En el cajón había también facturas, resguardos de cuentas pagadas con tarjeta de crédito y un extracto mensual de una tarjeta American Express. ¿En qué dirección la habría tenido? En ésta, efectivamente. En cierto modo tenía sentido. Visa y Access eran tarjetas de uso diario; American Express era más cosmopolita, más propia de un vividor. Seguramente Wendy pagaría los gastos de la casa con la cuenta común. También había un aviso de pago del impuesto municipal; un libro de cuentas de la cuota de la televisión; un presupuesto de Godwin y Sculp, una empresa de construcción de Pomfret, fechado el 30 de marzo, para pintar el salón; y un recibo de la misma empresa (con el sello de «pagado») por la instalación de una cisterna de inodoro. Debajo de todos estos papeles se encontraban el talonario de la cuenta común de Rod, la libreta de ingresos de la cuenta común y un pequeño frasco medio lleno de pastillas con la etiqueta «Mandaret».

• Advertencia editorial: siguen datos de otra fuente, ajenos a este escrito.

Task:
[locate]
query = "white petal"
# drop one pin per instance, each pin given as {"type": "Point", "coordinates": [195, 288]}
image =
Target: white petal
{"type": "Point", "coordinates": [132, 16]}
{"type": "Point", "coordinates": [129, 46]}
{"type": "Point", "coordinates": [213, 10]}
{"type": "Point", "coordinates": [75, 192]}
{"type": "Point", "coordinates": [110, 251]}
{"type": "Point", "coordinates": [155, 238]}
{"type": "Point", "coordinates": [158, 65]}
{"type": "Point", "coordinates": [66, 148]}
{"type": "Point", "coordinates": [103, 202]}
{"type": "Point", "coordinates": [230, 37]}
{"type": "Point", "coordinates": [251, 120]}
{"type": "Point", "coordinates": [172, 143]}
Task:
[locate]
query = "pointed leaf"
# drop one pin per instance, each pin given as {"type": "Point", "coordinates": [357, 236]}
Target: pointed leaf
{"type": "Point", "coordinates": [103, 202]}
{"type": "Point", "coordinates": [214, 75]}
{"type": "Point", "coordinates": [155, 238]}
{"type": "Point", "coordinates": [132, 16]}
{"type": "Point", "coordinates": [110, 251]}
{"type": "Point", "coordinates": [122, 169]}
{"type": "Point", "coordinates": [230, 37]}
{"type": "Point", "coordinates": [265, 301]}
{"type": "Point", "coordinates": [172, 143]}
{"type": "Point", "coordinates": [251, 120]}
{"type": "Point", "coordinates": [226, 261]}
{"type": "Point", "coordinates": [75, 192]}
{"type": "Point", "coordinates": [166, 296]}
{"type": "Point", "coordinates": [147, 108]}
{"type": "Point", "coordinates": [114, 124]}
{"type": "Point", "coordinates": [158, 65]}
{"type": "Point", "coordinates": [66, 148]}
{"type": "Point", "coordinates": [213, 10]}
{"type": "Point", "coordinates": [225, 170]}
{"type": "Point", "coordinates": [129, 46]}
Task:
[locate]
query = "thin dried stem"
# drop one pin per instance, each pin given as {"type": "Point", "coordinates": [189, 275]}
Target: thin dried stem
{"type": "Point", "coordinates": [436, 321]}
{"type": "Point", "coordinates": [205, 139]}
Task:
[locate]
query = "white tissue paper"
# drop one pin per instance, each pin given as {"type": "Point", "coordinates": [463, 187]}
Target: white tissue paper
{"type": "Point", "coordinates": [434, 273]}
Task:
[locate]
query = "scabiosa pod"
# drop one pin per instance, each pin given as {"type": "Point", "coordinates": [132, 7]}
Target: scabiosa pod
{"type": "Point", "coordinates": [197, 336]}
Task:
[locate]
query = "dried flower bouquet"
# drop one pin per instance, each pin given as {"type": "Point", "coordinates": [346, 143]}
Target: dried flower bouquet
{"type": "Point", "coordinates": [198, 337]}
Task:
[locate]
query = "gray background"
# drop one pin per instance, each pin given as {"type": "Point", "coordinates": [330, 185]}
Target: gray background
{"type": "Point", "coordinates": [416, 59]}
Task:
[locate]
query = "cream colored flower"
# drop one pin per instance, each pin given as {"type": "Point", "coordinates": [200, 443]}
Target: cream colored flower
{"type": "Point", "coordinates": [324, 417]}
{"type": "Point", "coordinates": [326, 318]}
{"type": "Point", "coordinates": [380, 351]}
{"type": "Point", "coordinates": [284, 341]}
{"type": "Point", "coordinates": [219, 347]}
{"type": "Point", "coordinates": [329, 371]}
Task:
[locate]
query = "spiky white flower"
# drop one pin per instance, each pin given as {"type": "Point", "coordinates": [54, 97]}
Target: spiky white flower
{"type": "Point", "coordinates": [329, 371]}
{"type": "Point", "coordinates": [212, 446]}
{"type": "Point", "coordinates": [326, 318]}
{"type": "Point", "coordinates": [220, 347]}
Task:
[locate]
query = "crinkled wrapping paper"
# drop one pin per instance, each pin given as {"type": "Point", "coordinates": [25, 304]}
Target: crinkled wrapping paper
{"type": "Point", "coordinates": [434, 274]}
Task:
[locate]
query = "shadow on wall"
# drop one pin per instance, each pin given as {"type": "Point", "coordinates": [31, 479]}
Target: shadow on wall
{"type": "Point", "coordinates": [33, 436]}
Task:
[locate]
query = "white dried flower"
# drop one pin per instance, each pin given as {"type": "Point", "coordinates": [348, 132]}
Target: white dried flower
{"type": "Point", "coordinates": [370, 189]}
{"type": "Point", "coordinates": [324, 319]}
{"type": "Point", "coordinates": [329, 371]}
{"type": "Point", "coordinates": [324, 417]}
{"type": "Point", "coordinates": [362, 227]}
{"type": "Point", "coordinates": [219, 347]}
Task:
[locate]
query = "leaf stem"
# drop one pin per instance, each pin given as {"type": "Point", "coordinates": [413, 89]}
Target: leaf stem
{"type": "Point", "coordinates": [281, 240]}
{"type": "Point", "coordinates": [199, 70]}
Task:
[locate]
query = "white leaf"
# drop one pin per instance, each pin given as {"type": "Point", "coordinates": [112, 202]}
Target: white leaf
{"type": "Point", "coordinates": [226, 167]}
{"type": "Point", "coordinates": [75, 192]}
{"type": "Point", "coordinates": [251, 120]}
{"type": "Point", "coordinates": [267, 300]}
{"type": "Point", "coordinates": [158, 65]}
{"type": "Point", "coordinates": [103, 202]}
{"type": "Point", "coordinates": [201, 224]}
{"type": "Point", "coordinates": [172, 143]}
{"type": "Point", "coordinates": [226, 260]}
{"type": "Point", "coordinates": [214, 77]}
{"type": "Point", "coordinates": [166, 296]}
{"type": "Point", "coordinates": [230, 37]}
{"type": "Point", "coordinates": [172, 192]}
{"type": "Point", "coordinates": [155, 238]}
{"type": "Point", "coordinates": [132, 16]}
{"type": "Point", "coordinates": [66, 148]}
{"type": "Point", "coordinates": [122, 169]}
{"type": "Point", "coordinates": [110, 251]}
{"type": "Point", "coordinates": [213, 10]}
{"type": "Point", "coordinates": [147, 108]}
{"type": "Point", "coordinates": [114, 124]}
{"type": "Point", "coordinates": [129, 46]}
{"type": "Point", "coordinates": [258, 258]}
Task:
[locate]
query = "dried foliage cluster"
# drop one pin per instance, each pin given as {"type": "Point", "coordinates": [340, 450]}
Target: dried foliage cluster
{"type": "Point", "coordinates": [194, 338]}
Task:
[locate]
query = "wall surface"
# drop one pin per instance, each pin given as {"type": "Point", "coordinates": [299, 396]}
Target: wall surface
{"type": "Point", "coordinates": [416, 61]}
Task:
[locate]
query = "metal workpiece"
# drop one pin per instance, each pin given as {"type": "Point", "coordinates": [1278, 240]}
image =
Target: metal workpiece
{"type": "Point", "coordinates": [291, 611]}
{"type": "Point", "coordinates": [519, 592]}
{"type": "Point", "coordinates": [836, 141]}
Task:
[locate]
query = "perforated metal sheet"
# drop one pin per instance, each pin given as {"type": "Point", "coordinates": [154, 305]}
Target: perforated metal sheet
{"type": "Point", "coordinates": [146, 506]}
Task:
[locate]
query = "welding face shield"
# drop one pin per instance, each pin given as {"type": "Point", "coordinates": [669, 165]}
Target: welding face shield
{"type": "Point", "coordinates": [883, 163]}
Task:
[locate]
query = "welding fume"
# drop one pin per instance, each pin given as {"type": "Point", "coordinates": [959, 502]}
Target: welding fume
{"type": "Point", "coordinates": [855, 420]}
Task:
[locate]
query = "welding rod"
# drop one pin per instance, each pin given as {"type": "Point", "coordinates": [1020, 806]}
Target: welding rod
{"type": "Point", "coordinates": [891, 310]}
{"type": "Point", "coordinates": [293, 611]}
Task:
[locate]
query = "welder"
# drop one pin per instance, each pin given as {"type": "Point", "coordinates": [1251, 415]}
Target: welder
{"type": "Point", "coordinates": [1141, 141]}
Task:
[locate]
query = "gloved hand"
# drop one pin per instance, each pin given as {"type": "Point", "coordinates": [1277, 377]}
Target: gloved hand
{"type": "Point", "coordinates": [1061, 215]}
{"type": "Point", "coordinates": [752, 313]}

En el último piso de la casa había dos dormitorios más y un cuarto de baño. La habitación de Veronica estaba limpia como una patena. Estaba pintada de blanco y adornada con mucho bordado inglés, y su decoración debía mucho a los artículos de revistas sobre «cómo conseguir el dormitorio ideal para su hija» que tanto se leían cuando Wendy era niña. Seguramente la pobre Wendy nunca había tenido su dormitorio ideal, pensó Wexford; su juventud se habría parecido más a la de Sara. Aquí no había pósters, ni móviles de fabricación casera, ni libros. Aquella habitación estaba pensada para una joven que no fuera a hacer nada en ella excepto sentarse en el alféizar de la ventaba con expresión meditabunda y los pies enfundados en calcetines blancos.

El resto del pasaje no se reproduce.